A civic initiative called Banj Hill Recreational Zone has run a series of semi-spontaneous citizen interventions in the last few years, through which the Banj Hil has been converted into one of the most popular places to hike, do sports, or just relax and enjoy nature – instead of being converted into the commercial touristic zone which would endanger natural heritage, as had been the original plan. Interventions were both tangible (placing signposts, new benches, open gym equipment, et cetera) and intangible (promotion on the social media, organisation of music concerts and other types of events, et cetera). Banj hill is a good example of how citizens’ initiative can contribute to changing official politics and to turning over the planning trend.

Enhancing the Diversity of Spatial Relationships

Urban planning should move towards small units and towards multiple scenarios enhancing the diversity of spatial relationships that those small [spatial] units bring together into the complex structure of a city. They help the community to get involved in the process of adopting a plan, as well as simulating alternative scenarios. Compared to traditional planning tools, small intervention projects also have the ability to adapt to dynamic and unstable contexts. A small-scale project uses collaborative and participatory approaches in combination with multidisciplinarity, which leads to place-making and the strengthening of the community.

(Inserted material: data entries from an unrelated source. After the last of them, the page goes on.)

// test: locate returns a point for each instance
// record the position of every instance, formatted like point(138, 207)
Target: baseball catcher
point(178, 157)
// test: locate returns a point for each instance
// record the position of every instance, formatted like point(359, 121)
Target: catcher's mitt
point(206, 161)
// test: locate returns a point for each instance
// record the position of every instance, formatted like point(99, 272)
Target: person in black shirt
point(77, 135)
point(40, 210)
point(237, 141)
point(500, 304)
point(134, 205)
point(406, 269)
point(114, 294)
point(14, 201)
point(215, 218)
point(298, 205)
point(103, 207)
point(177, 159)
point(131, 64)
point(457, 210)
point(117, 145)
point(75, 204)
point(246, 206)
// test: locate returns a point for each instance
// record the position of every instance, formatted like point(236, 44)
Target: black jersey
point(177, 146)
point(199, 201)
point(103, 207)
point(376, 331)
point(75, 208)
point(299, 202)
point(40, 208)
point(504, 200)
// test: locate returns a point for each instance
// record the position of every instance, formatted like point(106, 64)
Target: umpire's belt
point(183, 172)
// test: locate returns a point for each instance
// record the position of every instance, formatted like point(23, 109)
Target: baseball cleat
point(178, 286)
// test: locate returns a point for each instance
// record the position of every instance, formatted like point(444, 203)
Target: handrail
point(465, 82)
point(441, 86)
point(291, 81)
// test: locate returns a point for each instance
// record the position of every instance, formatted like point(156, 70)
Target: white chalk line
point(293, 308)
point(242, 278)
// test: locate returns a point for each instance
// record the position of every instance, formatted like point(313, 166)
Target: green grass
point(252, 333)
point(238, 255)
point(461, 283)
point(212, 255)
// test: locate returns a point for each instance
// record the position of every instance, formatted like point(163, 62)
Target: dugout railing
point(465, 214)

This is mostly true for the kind of participatory projects which are close to art performances in the public space, which have the ability to visualise provocative alternative scenarios and engage local participants (citizens, workers, associations). They allow cooperation between planners and local units, which helps strengthen the social network, includes citizens in the process of strategic urban planning and creates a solid planning base for the city.

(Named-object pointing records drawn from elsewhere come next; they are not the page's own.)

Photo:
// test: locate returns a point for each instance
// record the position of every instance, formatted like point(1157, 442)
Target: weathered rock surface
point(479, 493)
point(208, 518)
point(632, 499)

Art can be part of citizen intervention.

2019. Maslesa’s backyard: public presentation event for a broader audience on the intervention site. Photo by A. Cavic © Center for Spatial Research

In the last few years, small-scale projects by the Center for Spatial Research had a significant impact on space and community, involving a wide range of actors in the urban intervention process (with an emphasis on bottom-up processes) and innovations. The Center for Spatial Research is a multidisciplinary live studio project of collective “learning by doing” with international student participation and an urban acupuncture approach. It includes theoretical research, the design of a small urban intervention, and its construction (within a student workshop) at specific locations in open public space.

Some of the small scale urban intervention projects in Banja Luka are: Banja Luka’s pier (2017), #BLink urban installation (2017), Domesticating Open Public Space (2019), Open Amphitheater (2019), Maseša’s Backyard (2019), #EUREADR Library Under Treetops (2021), and Pipes Festival (2021).

Small-scale interventions in Banja Luka work togteher with citizens

#EUREADR_ Library under the treetops_ Creative chaos © Center for Spatial Research

One of the small-scale interventions in Banja Luka is the Lirbaray under tree tops.

2021. #EUREADR Library under the treetops © Center for Spatial research

With a series of small-scale urban interventions, realised within students’ workshops, the project has been expanding the network of open public spaces since 2017. It has provided new layers of the urban landscape by caring about safe and accessible public spaces released from previously abandoned, peripheral, and dangerous urban voids. Participants were faced with the challenge of critical thinking on scales of the contemporary urban environment, as well as with problems of post-transitional contemporary cities while reflecting on innovative models and proactive approaches to urban transformations.